Is a firearm in your home "22 times more likely" to be used to kill or injure a family member than to be used for protection? Or "43 times more likely?" How about "18 times more likely?" Anti-gun groups and politicians say it is, citing research by Arthur L. Kellermann, M.D.
Dr. Kellermann's dubious conclusions provide anti-gunners propaganda they use to try to frighten Americans into voluntarily disposing of their guns—in essence, to do to themselves what the anti-gunners have been unable to do to them by legislative, regulatory, or judicial means.
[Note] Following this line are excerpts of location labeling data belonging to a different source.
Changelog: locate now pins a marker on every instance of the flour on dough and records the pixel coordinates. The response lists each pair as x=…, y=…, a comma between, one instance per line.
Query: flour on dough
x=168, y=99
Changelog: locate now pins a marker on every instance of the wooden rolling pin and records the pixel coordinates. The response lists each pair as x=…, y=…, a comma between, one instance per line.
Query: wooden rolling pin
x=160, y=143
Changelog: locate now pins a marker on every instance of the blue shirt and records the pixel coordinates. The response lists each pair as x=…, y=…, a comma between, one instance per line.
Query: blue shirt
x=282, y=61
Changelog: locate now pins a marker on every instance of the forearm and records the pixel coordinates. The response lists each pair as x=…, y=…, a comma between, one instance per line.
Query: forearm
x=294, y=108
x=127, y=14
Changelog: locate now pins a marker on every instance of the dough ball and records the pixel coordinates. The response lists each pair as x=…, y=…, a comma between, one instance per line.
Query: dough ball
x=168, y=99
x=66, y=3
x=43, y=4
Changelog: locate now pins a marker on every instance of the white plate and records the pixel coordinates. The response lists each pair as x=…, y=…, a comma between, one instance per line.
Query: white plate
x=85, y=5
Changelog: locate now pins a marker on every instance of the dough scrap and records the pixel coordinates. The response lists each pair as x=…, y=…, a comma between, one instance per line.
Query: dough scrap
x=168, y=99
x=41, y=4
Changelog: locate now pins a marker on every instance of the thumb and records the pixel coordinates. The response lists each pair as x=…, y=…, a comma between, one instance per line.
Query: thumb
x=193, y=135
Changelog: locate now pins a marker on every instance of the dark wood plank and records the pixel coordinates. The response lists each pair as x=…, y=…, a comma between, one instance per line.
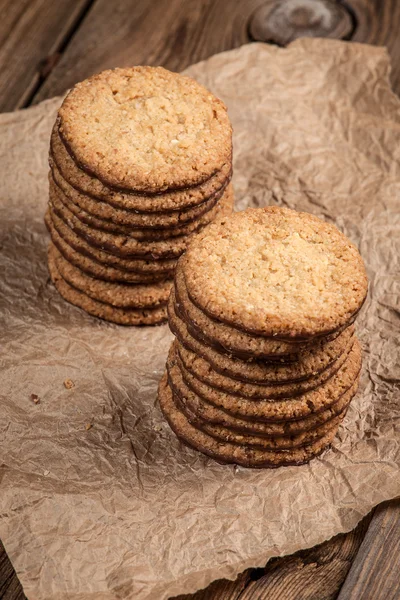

Kellermann admits to the political goal of his work, saying "People should be strongly discouraged from keeping guns in their homes." ("Gun ownership as a risk factor for homicide in the home," New England Journal of Medicine, Oct. 1993.) Anti-gun groups have seized upon his most recent attempt in this regard, a "study" from which the bogus "22 times more likely" risk-benefit ratio is derived. ("Injuries and Deaths Due to Firearms in the Home," Journal of Trauma, Injury, Infection and Critical Care, Aug. 1998.) The study suffers numerous flaws common to previous Kellermann efforts, including the fact that it is a very small-scale survey of sample jurisdictions that are not representative of the country or even of one another.
Most significant, though, Kellermann severely understates defensive uses of guns, by counting only those in which criminals are killed or injured. Dr. Edgar A. Suter, writing in the Journal of the Medical Association of Georgia, explains the error in the context of an earlier Kellermann study, which compared family member deaths to killings of criminals: "The true measure of the protective benefits of guns are the lives saved, the injuries prevented, the medical costs saved, and the property protected—not the burglar or rapist body count. Since only 0.1% to 0.2% of defensive gun usage involves the death of the criminal, any study, such as this, that counts criminal deaths as the only measure of the protective benefits of guns will expectedly underestimate the benefits of firearms by a factor of 500 to 1,000." ("Guns in the Medical Literature—A Failure of Peer Review," March 1994, p. 134.)
Similarly, criminologist Gary Kleck notes, "More commonly, guns are merely pointed at another person, or perhaps referred to or displayed, and this sufficient to accomplish the ends of the user." (Targeting Guns, Aldine de Gruyter, 1997, p. 162.) Kleck's 1995 landmark survey of defensive gun uses found guns used for protection as many as 2.5 million times annually. ("Armed Resistance to Crime: The Prevalence and Nature of Self-Defense with a Gun," Journal of Criminal Law and Criminology, Fall 1995.)
Kellermann's "22 times more likely" study suffers yet another flaw: only 14.2% of criminal gun-related homicides and assaults he surveyed involved guns kept in the homes where the crimes occurred. With a similar sloppiness in his "43 times more likely" study, suicides (never shown to correlate to gun ownership) accounted for the overwhelming majority of gun-related family member deaths he pretended to compare to defensive gun uses.